It was my first night teaching at this particular school. I had only been there two previous times for interviews and paperwork, and did not recognize anybody on this particular evening.

“Yes, can you tell me where room 302B is located?” I asked.

“Sure”, she happily replied. “Can you tell me what class you’re in, and I can look it up by your teacher’s name to make sure you’re going to the right place?”

Such is the life of an adjunct. I’m used to it. In fact, I’ve come to expect it. I chose this life, after all. That doesn’t always make it easy to deal with, however. Making your living as an Adjunct by Choice has many rewards and challenges.

Among those challenges is actually getting to know the permanent staff and faculty at the school where you’re teaching. In this particular “institute of higher learning,” I had only met two people: the Dean and the Department Chair. Everyone else was a stranger. In addition to knowing virtually no one, I wasn’t given anything to indicate that was an actual employee of the school. I’m sure my suit and tie was a pretty good indicator that I worked there, but doing exactly what was anyone’s guess.

The first couple of weeks went by pretty well. I taught the class and enjoyed it very much. Occasionally someone would greet me in the hall or in the instructor’s lounge. Soon, I began feeling invisible. It was like I had just graduated with my Bachelor’s degree, and been given a job in the mailroom. I felt a wave of frustration starting to wash over me, and knew that I had to do something to make sure people, other than my boss and the students in the class room, knew that yes, I actually worked there!

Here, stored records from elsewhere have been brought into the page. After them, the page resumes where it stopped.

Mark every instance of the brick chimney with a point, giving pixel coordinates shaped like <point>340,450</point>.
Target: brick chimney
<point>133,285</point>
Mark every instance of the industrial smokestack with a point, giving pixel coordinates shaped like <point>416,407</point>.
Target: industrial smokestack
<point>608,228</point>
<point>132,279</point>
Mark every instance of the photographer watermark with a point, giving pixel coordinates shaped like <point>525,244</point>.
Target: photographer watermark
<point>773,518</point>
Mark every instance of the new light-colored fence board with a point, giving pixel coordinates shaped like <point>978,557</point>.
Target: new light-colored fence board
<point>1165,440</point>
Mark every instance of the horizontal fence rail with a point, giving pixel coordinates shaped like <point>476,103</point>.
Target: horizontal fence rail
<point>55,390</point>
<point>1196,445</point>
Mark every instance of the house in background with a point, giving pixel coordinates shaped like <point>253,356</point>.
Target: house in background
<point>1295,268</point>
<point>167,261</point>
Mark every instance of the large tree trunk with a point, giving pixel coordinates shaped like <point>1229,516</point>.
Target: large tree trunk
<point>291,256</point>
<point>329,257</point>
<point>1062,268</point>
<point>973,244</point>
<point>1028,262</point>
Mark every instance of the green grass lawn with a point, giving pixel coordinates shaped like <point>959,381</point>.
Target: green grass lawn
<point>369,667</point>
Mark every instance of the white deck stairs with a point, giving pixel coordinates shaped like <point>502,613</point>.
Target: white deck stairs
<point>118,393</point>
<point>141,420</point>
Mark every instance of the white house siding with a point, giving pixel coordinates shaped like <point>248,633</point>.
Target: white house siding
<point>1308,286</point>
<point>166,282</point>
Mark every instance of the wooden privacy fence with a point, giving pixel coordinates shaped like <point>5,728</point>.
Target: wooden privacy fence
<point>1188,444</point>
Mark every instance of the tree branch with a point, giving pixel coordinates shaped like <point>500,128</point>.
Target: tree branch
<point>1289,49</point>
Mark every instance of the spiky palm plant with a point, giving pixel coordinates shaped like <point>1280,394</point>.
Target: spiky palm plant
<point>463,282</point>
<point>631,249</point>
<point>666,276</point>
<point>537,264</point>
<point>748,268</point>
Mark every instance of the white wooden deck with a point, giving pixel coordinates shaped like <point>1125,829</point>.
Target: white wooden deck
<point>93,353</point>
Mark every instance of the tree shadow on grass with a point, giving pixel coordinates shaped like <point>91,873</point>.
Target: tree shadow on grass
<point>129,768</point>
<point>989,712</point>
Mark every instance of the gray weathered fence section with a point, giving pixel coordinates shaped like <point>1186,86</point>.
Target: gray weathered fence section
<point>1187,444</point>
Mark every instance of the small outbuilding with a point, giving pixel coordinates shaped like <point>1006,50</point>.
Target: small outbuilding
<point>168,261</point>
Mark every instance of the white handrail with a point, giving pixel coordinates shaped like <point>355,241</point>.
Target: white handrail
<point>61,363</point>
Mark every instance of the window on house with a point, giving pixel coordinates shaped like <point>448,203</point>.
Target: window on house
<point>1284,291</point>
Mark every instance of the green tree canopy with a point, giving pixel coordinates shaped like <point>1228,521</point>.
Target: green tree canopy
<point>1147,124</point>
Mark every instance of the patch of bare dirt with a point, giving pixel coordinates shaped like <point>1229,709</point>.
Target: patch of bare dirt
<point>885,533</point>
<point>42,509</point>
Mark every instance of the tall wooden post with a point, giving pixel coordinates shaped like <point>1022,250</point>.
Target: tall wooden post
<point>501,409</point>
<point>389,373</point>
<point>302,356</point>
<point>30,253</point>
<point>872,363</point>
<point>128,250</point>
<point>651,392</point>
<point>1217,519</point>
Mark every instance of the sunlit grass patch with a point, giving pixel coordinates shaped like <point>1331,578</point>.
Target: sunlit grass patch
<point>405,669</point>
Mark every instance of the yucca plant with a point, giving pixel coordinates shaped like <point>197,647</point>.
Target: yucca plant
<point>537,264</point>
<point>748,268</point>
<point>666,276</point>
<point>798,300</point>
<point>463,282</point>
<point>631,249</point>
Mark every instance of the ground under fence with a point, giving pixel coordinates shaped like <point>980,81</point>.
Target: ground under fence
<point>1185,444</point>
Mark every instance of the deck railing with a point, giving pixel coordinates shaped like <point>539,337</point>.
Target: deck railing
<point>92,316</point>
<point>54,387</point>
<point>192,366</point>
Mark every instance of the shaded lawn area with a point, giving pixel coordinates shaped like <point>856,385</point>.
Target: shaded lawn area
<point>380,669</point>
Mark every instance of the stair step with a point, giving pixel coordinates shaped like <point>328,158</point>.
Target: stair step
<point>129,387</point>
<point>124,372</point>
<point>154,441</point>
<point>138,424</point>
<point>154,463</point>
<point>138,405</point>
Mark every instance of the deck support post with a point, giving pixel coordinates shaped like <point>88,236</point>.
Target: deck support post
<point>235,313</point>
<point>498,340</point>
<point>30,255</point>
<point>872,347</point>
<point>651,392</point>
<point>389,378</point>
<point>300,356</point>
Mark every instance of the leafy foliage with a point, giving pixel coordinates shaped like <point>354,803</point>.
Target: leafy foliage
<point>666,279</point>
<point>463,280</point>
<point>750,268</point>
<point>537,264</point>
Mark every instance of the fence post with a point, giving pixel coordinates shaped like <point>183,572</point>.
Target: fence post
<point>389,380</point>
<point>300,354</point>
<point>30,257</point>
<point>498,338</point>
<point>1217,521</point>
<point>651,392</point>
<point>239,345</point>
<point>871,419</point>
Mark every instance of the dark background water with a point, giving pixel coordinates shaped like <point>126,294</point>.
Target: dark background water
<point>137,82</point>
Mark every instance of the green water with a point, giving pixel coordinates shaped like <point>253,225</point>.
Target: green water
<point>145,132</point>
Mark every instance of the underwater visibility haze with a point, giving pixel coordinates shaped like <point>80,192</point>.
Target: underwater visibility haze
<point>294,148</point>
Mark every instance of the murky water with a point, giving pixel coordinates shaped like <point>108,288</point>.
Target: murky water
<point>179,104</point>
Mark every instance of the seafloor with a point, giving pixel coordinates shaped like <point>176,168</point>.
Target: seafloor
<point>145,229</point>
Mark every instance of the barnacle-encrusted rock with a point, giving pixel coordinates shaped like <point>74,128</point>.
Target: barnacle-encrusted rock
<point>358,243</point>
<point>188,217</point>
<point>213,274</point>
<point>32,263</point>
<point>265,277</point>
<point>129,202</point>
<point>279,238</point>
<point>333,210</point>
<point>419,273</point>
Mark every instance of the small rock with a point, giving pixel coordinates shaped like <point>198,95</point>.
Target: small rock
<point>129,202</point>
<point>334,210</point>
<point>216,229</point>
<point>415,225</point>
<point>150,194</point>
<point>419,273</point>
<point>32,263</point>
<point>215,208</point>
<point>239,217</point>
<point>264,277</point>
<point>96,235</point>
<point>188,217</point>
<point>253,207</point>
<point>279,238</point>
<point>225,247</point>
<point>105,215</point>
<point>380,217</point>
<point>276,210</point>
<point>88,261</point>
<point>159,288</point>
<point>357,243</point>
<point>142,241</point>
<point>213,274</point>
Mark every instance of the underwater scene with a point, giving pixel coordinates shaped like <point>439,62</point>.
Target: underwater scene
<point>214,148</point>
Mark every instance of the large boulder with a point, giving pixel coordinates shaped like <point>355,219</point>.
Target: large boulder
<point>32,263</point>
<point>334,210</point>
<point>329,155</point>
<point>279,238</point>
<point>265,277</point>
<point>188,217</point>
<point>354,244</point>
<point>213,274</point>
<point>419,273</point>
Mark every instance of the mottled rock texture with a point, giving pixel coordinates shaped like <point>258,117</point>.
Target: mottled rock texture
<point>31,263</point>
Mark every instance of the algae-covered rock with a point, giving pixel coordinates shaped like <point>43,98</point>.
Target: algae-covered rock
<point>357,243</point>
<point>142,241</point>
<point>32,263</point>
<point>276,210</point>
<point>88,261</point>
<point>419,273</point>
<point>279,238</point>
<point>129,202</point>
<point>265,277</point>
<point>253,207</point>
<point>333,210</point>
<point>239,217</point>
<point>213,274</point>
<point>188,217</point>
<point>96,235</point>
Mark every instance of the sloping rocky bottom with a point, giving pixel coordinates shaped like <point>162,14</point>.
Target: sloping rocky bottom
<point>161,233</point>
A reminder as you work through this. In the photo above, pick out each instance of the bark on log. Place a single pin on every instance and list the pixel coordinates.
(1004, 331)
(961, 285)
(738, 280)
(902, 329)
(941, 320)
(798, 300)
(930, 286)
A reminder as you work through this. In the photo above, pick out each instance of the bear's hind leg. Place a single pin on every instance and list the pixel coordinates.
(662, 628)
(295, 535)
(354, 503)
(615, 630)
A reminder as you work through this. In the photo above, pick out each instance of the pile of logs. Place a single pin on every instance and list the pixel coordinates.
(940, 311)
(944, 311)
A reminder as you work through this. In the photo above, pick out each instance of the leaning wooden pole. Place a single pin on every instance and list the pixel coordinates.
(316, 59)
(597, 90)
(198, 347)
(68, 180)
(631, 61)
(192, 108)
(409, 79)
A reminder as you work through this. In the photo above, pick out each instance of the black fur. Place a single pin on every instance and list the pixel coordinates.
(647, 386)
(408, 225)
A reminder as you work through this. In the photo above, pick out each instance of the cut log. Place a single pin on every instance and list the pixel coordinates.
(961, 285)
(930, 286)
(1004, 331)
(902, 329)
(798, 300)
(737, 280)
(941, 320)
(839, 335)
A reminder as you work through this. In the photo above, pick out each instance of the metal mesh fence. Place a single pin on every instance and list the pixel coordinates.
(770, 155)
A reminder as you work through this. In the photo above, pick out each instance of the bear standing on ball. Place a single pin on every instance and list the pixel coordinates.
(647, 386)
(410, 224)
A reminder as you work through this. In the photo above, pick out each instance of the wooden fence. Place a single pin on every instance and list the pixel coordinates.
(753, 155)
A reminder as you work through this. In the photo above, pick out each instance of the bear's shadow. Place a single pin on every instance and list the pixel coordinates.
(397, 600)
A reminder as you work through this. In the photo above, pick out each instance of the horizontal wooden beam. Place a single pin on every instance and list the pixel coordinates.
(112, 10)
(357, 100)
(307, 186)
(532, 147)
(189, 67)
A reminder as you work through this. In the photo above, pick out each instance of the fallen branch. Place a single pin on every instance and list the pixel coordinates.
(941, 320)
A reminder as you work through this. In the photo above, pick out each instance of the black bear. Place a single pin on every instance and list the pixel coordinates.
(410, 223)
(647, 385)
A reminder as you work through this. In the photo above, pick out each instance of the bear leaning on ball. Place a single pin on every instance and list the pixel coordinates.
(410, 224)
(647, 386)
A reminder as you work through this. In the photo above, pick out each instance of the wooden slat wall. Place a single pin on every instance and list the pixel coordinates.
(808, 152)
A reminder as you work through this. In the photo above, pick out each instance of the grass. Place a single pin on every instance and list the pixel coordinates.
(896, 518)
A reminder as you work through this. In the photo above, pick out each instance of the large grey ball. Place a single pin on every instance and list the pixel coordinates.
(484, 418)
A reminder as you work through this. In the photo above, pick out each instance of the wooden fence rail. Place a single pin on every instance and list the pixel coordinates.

In the world of part-timers and adjuncts, you must be proactive in getting noticed by those you work with. Not one to be extremely extroverted, I teach Criminal Justice and Criminology after all, not Public Speaking, I took it upon myself to make my presence known. I went out of my way to introduce myself to other staff in the instructor areas and in the hallways. I went to ‘optional’ meetings for adjuncts to meet other staff and faculty. I responded to group emails seeking suggestions or input on various topics.

Yes, it was painful at times. I’m fine standing up in a large group of students. I was great talking to criminals as a probation officer. But I found it difficult at first to actively approach those I didn’t know to simply introduce myself. So many adjuncts I see simply come in, teach, and leave. Many times, I’ve seen new adjuncts walking with their heads down and making a beeline for their classroom as if they’re trying to avoid some great confrontation. Now that I think about it, maybe they are.

I was like that at first. Come in. Speak with the Chair if he was available. Teach. Leave. However, the awkwardness of seeing the same people every time without speaking soon overrode any trepidation I had about introducing myself to people. I finally realized that they weren’t going to say anything, so somebody had to!

The turning point for me occurred one day before class. I had arrived at school very early. I was in the classroom about an hour before class preparing for that nights lesson, when suddenly a man I had seen multiple times (but of course never spoken to) walked in and sat down. We said hello and he didn’t say anything. I asked if he needed me for something.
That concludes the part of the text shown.